Le Port de Trois-Rivières a connu une année record en 2018.

Port de Trois-Rivières: tonnage record en 2018

Trois-Rivières — En 2018, le Port de Trois-Rivières a manutentionné 3,8 millions de tonnes métriques (MTM) de marchandises. Non seulement s’agit-il d’une hausse de 47 % par rapport à 2017, mais ce résultat constitue un nouveau record, éclipsant le trafic de 3,7 MTM atteint en 2014.

Tandis que le trafic de vrac liquide est demeuré stable à près de 300 000 tonnes, ceux du vrac solide et des marchandises générales ont connu une forte hausse passant respectivement de 2,2 MTM à 3,1 MTM et de 73 000 TM à 346 000 TM. Au total, c’est 256 navires qui ont accosté au Port, dont 24 de croisière.

«Les installations du Port, modernisées dans le cadre du plan de développement Cap sur 2020, ont livré leur plein potentiel au cours de l’année 2018. Par exemple, le terminal de marchandises générales, inauguré en début d’année, a été rapidement mis en fonction et son utilisation a été nettement supérieure à nos prévisions. Mais le Port doit aussi cette année record à ses partenaires et aux travailleurs qui n’ont pas ménagé leurs efforts. Je tiens à les remercier pour leur indéfectible contribution», a commenté Gaétan Boivin, président-directeur général de l’Administration portuaire de Trois-Rivières (APTR).
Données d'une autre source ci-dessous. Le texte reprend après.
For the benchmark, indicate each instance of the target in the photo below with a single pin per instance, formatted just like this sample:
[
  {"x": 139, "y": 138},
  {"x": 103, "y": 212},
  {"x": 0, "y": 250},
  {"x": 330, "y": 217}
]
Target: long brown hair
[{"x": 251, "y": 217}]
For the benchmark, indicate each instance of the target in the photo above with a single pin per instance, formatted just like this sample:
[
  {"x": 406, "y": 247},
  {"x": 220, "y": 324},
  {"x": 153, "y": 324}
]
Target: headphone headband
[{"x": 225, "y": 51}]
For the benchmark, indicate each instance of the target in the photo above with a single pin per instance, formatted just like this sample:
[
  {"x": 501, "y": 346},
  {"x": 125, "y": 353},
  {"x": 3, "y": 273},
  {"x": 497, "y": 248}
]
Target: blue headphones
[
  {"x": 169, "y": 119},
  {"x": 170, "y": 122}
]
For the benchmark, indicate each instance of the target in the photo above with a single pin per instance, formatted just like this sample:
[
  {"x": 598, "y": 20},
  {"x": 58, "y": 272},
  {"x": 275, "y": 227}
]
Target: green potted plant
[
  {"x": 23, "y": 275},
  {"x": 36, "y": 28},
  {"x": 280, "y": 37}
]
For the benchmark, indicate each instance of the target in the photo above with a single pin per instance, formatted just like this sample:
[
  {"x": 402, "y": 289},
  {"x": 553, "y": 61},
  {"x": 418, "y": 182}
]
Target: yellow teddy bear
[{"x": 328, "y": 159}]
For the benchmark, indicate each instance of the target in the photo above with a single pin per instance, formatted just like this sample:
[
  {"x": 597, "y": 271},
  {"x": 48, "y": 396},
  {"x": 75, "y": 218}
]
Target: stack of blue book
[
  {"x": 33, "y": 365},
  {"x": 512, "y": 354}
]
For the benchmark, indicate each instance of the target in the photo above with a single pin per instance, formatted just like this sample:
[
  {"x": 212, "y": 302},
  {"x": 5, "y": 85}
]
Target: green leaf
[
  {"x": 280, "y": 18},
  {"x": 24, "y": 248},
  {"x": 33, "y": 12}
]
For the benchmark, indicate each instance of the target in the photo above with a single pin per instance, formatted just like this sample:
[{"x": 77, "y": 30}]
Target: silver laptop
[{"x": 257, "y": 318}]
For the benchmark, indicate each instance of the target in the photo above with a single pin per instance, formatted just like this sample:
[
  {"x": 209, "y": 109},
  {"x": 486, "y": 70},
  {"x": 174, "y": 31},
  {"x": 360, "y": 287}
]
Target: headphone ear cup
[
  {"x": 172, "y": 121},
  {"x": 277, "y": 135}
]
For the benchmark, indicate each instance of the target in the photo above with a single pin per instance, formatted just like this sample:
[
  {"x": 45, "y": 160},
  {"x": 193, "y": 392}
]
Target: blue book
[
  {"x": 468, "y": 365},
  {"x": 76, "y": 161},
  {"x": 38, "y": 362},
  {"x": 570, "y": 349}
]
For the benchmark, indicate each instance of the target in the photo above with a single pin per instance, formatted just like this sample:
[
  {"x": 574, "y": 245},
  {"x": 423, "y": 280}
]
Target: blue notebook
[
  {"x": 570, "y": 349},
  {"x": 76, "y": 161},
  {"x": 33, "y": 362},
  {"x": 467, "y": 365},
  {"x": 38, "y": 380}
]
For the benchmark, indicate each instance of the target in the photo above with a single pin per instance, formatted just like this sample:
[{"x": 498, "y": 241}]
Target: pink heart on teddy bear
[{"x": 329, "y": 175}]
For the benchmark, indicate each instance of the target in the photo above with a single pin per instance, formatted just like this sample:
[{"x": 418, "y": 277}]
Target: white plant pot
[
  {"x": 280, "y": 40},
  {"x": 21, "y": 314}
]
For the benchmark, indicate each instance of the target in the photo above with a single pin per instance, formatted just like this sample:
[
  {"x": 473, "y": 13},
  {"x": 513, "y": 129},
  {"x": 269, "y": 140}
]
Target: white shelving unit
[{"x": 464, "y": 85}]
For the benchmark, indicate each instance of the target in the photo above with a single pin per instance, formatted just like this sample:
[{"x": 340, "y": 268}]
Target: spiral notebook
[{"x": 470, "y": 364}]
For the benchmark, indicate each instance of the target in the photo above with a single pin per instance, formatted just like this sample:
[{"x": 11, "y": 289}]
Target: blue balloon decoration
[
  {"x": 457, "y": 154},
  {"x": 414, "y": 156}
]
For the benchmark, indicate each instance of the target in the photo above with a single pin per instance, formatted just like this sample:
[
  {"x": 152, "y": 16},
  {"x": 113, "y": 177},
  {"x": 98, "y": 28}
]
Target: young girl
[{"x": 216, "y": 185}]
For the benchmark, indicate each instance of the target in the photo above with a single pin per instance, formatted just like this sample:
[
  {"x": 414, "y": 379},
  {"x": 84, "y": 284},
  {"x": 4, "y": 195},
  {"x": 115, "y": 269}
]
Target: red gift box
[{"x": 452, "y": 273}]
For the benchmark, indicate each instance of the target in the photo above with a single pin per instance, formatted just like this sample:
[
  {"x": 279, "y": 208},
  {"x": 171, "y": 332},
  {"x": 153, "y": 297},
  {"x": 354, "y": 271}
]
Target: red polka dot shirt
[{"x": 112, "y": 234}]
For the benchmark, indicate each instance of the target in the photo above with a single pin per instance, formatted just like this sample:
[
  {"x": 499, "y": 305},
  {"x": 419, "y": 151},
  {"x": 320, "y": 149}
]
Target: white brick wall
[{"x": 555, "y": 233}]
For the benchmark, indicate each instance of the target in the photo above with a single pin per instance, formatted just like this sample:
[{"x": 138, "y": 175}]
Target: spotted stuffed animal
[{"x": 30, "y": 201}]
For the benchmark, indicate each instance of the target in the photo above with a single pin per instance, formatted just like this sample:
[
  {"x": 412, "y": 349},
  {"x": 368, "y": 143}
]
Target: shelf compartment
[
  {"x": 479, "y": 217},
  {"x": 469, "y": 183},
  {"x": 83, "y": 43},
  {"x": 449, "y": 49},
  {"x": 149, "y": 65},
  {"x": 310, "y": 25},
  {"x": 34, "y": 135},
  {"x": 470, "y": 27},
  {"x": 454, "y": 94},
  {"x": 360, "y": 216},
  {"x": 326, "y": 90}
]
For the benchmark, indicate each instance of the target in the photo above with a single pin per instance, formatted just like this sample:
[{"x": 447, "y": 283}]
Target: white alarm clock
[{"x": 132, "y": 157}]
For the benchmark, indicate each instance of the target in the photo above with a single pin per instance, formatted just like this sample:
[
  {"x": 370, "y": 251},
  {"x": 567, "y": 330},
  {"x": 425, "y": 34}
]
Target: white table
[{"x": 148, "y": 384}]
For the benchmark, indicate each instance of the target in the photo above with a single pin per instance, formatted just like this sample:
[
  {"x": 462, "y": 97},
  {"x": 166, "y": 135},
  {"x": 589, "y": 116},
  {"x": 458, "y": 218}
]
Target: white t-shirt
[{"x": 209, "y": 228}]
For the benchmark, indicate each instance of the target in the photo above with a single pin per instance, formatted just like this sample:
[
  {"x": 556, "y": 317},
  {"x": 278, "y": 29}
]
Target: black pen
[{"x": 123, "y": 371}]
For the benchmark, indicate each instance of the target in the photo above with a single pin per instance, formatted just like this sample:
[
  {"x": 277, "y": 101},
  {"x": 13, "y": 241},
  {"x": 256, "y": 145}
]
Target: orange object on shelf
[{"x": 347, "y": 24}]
Dans son bilan de début d’année, celui-ci a rappelé que le Port de Trois-Rivières, la Ville de Trois-Rivières ainsi qu’Innovation et développement économique Trois-Rivières (IDETR) avaient accueilli en juin 2018 une délégation internationale comptant près de 100 participants. Cet évènement a été organisé dans le cadre du congrès annuel de l’Association internationale Villes et Ports. Cette visite fut l’occasion pour les participants de découvrir les efforts entrepris par la Ville et le Port pour mettre en valeur la zone riveraine de Trois-Rivières.

Et en août 2018, l’APTR a mandaté la firme Cible Recherche pour effectuer un sondage auprès de la population trifluvienne. Plus de 500 personnes ont répondu au sondage par voie téléphonique ou Internet. En plus d’être reconnus comme un moteur de développement économique vital pour la Mauricie, les répondants apprécient la croissance actuelle du Port et reconnaissent qu’il présente de bonnes perspectives d’avenir.

Les répondants ont également souligné qu’ils souhaitent voir davantage de navires de croisière faire escale à Trois-Rivières et que le Port développe les propriétés qu’il possède au centre-ville pour en faire du développement commercial, résidentiel ou récréotouristique. Or, le Port avait déjà intégré ces éléments dans son plan Cap sur 2030 lancé le 10 octobre 2018.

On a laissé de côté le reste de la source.